Due to the shorter window of daylight in December, USGA officials decided to play the Women’s Open on two courses at Champions for the first two rounds: 6,731-yard Cypress Creek and 6,558-yard Jack Rabbit. Competitors will play one round on each par-71 layout in hopes of ensuring the opening 36 holes are completed before the weekend. After the cut is made, everybody will play Cypress Creek for the rest of the championship.

“A U.S. Open golf course is always hard anyway, and usually two or three practice rounds isn’t enough to get to know it,” two-time major winner Stacy Lewis said. “It’s one of the biggest challenges for everyone coming here: getting to know both courses.”

And at Champions, they’re not just preparing for two golf courses; they’re preparing for two very different layouts. Cypress Creek’s defining quality is its greens. They’re enormous.

“You could have a 70-, 80-, sometimes 90-footer,” LPGA Tour winner Cheyenne Knight explained.


Cheyenne Knight says big numbers are possible in the U.S. Women's Open on the Champions Golf Club's Jack Rabbit Course.

Steve Dykes

There’s not as much space on Jack Rabbit.

“You have to pay attention to Jack Rabbit,” Knight said. “Because it’s a lot different tee to green, and on the greens. It’s a lot tighter. There’s a lot of runoffs in the fairway where you could end up in the rough pretty easily. The greens are really small and a lot of undulation. … You can shoot a big number on Jack Rabbit if you’re not careful.”

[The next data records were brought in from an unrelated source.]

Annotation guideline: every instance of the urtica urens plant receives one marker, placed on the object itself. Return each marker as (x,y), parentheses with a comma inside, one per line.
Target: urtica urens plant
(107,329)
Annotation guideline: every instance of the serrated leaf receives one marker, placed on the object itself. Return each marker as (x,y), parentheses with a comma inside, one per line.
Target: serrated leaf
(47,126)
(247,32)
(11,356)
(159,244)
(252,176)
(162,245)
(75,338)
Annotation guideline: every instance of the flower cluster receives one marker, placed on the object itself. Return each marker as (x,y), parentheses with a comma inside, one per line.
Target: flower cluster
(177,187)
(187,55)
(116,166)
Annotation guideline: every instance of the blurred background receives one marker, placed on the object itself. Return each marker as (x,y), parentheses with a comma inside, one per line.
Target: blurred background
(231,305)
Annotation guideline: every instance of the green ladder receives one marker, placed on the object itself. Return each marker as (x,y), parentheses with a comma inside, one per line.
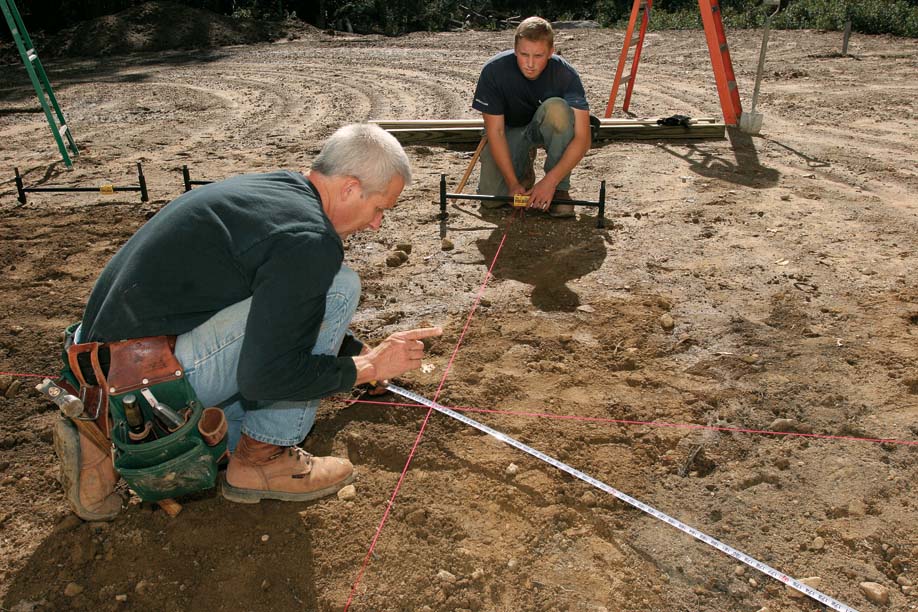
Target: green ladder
(40,81)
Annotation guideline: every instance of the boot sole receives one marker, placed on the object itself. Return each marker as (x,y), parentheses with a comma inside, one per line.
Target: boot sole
(253,496)
(67,448)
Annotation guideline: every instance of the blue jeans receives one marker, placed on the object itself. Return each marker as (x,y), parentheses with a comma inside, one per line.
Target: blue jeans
(210,355)
(551,126)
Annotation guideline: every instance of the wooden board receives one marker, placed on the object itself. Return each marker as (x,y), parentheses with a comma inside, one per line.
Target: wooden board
(621,130)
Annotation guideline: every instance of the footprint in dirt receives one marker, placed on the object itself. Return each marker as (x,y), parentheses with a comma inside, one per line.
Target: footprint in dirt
(545,253)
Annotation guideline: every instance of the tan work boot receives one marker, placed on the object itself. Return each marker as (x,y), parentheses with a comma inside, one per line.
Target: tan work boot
(87,474)
(258,470)
(561,210)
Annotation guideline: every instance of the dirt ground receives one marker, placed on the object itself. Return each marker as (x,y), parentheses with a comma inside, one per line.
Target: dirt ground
(785,263)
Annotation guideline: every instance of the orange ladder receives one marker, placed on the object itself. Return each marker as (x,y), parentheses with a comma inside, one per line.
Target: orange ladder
(724,77)
(640,8)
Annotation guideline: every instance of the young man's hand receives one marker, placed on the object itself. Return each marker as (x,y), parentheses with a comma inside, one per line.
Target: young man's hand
(399,353)
(542,193)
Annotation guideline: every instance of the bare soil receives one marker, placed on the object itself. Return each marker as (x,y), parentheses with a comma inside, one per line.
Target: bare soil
(787,263)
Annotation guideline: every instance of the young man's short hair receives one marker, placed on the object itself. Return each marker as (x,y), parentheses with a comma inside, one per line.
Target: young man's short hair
(535,29)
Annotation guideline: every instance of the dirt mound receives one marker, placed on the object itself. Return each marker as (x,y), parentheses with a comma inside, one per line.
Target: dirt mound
(159,26)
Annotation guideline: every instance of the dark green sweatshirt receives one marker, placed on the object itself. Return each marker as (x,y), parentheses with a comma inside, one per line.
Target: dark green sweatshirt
(259,235)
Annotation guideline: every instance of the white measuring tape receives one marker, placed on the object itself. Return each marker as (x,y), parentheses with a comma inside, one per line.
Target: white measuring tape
(736,554)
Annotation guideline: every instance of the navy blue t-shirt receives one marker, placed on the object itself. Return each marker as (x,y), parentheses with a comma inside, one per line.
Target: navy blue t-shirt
(504,90)
(259,236)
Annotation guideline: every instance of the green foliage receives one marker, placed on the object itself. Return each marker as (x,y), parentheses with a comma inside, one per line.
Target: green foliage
(393,17)
(898,17)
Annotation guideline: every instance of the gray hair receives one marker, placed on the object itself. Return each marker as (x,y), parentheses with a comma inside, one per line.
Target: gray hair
(366,152)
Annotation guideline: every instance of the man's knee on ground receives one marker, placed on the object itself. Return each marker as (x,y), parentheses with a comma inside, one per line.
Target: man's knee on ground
(348,282)
(558,114)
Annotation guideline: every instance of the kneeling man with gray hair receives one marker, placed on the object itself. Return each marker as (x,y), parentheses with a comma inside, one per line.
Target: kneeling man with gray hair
(246,279)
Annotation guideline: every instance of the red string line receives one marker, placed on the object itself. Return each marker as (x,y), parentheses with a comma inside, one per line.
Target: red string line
(572,417)
(417,440)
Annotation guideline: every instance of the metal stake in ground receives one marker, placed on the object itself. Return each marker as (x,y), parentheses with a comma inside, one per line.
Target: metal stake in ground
(736,554)
(107,188)
(600,203)
(186,179)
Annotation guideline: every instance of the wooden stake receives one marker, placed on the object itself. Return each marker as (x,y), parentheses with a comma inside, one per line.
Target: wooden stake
(468,171)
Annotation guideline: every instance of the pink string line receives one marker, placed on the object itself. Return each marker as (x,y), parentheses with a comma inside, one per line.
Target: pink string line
(417,440)
(28,375)
(572,417)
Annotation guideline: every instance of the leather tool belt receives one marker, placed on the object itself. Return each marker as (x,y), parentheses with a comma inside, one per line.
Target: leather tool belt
(168,458)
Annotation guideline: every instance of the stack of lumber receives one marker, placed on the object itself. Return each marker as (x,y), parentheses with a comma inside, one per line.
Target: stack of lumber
(469,131)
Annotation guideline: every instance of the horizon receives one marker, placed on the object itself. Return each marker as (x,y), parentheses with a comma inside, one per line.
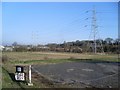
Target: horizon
(43,23)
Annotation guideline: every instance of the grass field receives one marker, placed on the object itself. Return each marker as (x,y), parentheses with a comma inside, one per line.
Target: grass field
(32,58)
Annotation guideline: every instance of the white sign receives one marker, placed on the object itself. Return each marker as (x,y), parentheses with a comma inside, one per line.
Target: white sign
(20,76)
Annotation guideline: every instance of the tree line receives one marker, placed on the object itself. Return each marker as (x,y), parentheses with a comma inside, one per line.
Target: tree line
(108,45)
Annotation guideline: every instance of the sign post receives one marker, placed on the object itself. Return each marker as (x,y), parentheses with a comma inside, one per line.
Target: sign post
(30,83)
(19,74)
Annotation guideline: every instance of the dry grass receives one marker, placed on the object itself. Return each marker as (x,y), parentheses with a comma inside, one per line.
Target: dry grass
(24,56)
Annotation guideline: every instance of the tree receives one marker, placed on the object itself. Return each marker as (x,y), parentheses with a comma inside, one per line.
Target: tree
(109,40)
(14,44)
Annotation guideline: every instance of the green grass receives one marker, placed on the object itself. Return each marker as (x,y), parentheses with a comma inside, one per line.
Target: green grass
(25,58)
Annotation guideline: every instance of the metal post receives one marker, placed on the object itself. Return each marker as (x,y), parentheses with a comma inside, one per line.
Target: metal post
(30,82)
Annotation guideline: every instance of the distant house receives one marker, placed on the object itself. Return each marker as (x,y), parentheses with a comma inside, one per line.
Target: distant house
(1,48)
(8,48)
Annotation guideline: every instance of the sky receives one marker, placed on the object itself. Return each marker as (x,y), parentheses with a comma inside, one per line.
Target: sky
(56,22)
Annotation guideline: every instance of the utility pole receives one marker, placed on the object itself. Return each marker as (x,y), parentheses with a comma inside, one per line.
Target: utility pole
(94,28)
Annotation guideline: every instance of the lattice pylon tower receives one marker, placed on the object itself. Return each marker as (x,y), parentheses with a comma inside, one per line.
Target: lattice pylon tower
(94,36)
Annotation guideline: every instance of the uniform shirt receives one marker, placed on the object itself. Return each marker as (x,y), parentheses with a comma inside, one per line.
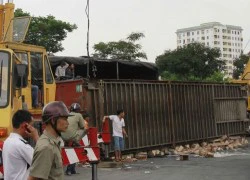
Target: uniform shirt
(76,122)
(117,124)
(47,160)
(60,71)
(17,157)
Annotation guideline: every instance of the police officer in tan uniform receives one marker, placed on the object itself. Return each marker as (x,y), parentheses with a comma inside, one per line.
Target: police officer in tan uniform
(75,132)
(47,161)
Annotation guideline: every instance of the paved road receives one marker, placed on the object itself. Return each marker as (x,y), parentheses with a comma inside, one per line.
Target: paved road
(228,166)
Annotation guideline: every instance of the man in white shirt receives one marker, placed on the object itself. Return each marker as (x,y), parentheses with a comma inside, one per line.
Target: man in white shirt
(118,125)
(60,70)
(17,153)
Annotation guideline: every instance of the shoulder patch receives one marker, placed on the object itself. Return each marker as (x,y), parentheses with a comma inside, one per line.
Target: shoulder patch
(25,142)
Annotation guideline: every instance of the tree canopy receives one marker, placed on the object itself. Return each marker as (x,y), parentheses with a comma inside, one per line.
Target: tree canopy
(239,64)
(191,62)
(123,49)
(46,31)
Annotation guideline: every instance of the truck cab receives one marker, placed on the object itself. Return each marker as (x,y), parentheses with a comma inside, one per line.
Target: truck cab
(22,66)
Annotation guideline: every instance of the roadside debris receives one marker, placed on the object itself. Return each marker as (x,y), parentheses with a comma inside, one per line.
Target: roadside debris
(182,152)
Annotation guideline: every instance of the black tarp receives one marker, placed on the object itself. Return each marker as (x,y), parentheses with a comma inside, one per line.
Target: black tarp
(108,68)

Since three rounds will be played on Cypress Creek, it would make sense to spend most of the time preparing for that course. But if you fail to properly get ready for Jack Rabbit, you might not even make it to the weekend. It’s an unusual situation for players, one that requires them to be more strategic with their time. Even veterans like Angela Stanford, who’s playing in her 21st straight Women’s Open, haven’t had to prepare for anything like it.

Stanford has won six times on tour, including one major, the 2018 Evian Championship. She got close in the 2003 U.S. Open at Pumpkin Ridge, making it to the Monday 18-hole playoff and then losing to Hilary Lunke. Playing in her 20th season on the LPGA, Stanford agreed, “It’s definitely the hardest one ever to prepare for.”

Players are allowed three practice rounds before they arrive onsite for the championship. Luckily for Stanford, she lives in Texas, making it easier for her to get to Champions during off weeks. The tour is playing the Volunteers of America Classic, north of Dallas, this week, and if players didn’t find time to get to Champions, they’ll not only be trying to learn two courses in a couple days, they’ll be doing so against waning daylight. This isn’t June: the sun rises at 7 a.m. and sets at 5:22 p.m. in Houston, making the window for practice shorter than usual.

“Very thankful that I’m in Texas and I had this chance to come down here,” Stanford said in the first week of November. “I know some other girls are coming down and playing. I can’t imagine playing in a tour event, then going the very next week to an Open venue and having to learn 36 holes. In this case, I don’t think you can learn everything on Cypress. I don’t think you’re going to map those greens perfectly in a year, much less a day.”

While the challenges players will face are many, there’s one serious benefit to playing a U.S. Open now instead of June: There won’t be the typical, nearly impossible, rough to deal with.

“I think we dodged a bullet [with the rough] playing in December,” Stanford said. “There’s some there, but it’s not as full as it would be in spring, early summer.”